We can also examine bivariate correlations and see if there is redundancy.

__Note: __ 

- The function `cor()` only works on continuous variables. For correlations between two categorical variables, and a categorical variable and continuous variable, see [here](https://datascience.stackexchange.com/questions/893/how-to-get-correlation-between-two-categorical-variable-and-a-categorical-variab) and [here](https://medium.com/@outside2SDs/an-overview-of-correlation-measures-between-categorical-and-continuous-variables-4c7f85610365)
- Your answer of Question 1 will affect the results of below cell, please make sure to re-run the cell.


In [None]:
data_cnt <- data %>% select(where(is.numeric))
cor(data_cnt, use = "complete.obs")

__Question 8: __ Looking at the correlation matrix above, which variable is redundant? Remove it in the cell below.



In [None]:
### START CODE HERE (REPLACE INSTANCES OF 'None' with your code) ###  

data <- data %>% select(- None)

### END CODE HERE ###

__Question 9: __ Can you identify any other data issues beyond the ones raised in the questions above? Please name the variable and explain its issue in this cell.

_Answer: _

Variable name:
Issue:

## Data visualization 

Here we will use two types of plots:

- [Bar plot](https://ggplot2.tidyverse.org/reference/geom_bar.html) for categorical variables
- [Violin plot](https://ggplot2.tidyverse.org/reference/geom_violin.html) for continuous variables. For more details about violin plot, [see here](https://mode.com/blog/violin-plot-examples/)

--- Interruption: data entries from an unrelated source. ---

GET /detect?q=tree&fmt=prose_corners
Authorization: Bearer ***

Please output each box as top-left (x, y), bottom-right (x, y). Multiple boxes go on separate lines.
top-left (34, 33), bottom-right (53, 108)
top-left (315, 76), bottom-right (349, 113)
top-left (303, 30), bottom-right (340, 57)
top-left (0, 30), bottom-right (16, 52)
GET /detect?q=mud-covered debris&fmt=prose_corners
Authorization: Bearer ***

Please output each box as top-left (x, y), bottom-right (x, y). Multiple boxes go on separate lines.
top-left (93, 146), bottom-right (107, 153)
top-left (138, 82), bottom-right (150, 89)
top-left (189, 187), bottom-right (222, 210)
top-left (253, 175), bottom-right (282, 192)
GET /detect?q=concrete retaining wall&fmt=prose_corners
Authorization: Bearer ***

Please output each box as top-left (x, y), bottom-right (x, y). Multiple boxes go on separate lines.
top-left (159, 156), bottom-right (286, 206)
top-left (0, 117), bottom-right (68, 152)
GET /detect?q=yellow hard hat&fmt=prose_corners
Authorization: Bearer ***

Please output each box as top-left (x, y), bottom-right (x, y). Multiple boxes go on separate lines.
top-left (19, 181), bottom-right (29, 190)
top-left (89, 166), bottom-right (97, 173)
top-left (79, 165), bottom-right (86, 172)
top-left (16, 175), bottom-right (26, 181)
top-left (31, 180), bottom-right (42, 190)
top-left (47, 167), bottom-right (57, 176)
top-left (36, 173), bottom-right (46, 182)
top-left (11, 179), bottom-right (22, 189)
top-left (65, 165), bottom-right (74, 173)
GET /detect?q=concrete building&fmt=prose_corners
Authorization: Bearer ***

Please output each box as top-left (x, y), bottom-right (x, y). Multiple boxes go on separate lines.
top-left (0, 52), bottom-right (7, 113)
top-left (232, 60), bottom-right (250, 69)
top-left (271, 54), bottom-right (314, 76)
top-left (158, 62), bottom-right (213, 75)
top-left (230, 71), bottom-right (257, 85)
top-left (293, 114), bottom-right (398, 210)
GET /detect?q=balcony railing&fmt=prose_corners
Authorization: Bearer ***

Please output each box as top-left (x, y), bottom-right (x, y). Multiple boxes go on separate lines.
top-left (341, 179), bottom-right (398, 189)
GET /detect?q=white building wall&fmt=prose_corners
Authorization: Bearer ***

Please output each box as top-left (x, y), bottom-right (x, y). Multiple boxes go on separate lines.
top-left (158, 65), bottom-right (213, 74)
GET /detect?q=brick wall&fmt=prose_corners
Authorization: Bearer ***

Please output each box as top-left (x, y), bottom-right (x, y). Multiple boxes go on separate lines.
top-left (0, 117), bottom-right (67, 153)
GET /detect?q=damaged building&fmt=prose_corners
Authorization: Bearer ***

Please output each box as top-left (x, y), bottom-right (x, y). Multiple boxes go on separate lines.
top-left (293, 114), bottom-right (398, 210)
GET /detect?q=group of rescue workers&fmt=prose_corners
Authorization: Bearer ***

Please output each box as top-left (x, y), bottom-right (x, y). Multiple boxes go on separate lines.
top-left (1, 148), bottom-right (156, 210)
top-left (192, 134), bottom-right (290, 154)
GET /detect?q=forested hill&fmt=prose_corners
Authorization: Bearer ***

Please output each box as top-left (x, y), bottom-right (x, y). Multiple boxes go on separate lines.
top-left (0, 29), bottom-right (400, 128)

__Question 10: __ Follow the example below, find another _categorical_ variable and plot the bar plot.


In [None]:
# Example for Question 10
ggplot(data, aes(arm)) + geom_bar()

In [None]:
### START CODE HERE ###  

### END CODE HERE ###

__Question 11: __ Follow the example below, find another _continuous_ variable and plot the violin plot.



In [None]:
# Example for Question 11
ggplot(data, aes(fustat8, age)) + geom_violin(draw_quantiles = c(0.25, 0.5, 0.75))

In [None]:
### START CODE HERE ###  

### END CODE HERE ###

# Congratulations!

You have finished the first assignment of EPI7913.